Um estudo inédito conduzido por pesquisadores da Universidade de São Paulo (USP) revelou uma ligação preocupante entre o consumo excessivo de álcool e danos cerebrais associados à demência. Publicada na prestigiada revista Neurology, da Academia Americana de Neurologia, a pesquisa traz novos elementos ao debate sobre os impactos do álcool na saúde pública e reforça a importância da moderação no consumo.
A principal conclusão do estudo é clara: indivíduos que consomem oito ou mais doses de álcool por semana têm maior probabilidade de desenvolver lesões cerebrais que comprometem o raciocínio, a memória e outras funções cognitivas. Em termos práticos, uma dose equivale a cerca de 14g de álcool puro — o que corresponde a uma latinha de cerveja (350 ml), uma taça de vinho (150 ml) ou uma dose de destilado (45 ml).
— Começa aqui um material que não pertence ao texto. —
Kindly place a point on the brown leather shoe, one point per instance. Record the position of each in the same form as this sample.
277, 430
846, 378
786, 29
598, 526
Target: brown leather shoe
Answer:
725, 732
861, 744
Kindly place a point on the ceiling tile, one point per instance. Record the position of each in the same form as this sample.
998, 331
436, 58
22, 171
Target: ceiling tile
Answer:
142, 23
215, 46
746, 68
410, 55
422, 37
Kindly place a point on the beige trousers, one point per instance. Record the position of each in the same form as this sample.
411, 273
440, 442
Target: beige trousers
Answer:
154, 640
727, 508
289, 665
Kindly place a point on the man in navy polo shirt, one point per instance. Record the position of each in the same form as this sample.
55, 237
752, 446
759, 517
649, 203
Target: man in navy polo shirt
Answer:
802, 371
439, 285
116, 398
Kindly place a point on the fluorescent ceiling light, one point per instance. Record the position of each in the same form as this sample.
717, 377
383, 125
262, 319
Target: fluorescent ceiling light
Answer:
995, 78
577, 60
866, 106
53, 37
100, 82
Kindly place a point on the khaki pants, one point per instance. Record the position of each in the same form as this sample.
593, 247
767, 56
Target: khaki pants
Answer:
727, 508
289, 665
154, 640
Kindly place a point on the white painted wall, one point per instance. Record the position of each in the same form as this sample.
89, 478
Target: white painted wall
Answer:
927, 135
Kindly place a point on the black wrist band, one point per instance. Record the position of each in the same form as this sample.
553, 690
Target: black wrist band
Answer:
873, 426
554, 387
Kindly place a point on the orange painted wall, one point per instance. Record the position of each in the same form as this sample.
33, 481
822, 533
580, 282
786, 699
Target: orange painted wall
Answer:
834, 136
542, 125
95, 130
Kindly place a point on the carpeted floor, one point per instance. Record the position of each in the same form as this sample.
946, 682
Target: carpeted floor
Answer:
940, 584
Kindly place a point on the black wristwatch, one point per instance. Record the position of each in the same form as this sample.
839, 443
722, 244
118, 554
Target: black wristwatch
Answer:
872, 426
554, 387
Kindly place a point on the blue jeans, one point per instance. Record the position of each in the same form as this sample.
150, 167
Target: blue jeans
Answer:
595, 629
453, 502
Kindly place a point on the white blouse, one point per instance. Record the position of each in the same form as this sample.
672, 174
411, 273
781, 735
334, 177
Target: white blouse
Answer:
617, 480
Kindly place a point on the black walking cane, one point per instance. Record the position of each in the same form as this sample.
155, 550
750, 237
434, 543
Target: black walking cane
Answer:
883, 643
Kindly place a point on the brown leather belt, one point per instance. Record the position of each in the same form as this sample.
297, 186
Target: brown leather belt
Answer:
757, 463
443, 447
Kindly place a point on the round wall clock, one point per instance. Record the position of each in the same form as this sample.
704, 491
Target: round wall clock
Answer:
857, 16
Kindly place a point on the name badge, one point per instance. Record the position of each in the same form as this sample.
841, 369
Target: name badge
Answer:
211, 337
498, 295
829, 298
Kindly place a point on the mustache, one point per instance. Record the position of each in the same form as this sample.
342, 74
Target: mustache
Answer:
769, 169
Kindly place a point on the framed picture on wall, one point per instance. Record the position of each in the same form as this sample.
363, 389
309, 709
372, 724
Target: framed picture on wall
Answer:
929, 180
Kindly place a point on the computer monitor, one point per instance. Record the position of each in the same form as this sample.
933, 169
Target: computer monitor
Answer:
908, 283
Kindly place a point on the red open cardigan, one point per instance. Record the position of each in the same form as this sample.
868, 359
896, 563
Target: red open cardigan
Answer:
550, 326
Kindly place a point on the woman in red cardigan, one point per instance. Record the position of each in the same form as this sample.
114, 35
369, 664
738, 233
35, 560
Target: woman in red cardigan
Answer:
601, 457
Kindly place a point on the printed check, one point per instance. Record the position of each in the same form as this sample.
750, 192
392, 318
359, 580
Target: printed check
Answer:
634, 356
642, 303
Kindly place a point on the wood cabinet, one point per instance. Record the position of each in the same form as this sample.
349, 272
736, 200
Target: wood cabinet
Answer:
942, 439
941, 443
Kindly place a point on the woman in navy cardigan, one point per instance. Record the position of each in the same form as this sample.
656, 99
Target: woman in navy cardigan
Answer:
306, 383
Utilizando o Banco de Encéfalos da Faculdade de Medicina da USP, o grupo de pesquisadores examinou 1.781 amostras de cérebros de pessoas com idade média de 75 anos no momento da morte. O banco reúne órgãos doados por familiares para fins de pesquisa e é um dos maiores acervos desse tipo no Brasil. Os cientistas analisaram os tecidos cerebrais em busca de lesões, como a arteriolosclerose hialina, que afeta o fluxo sanguíneo no cérebro e está associada à demência.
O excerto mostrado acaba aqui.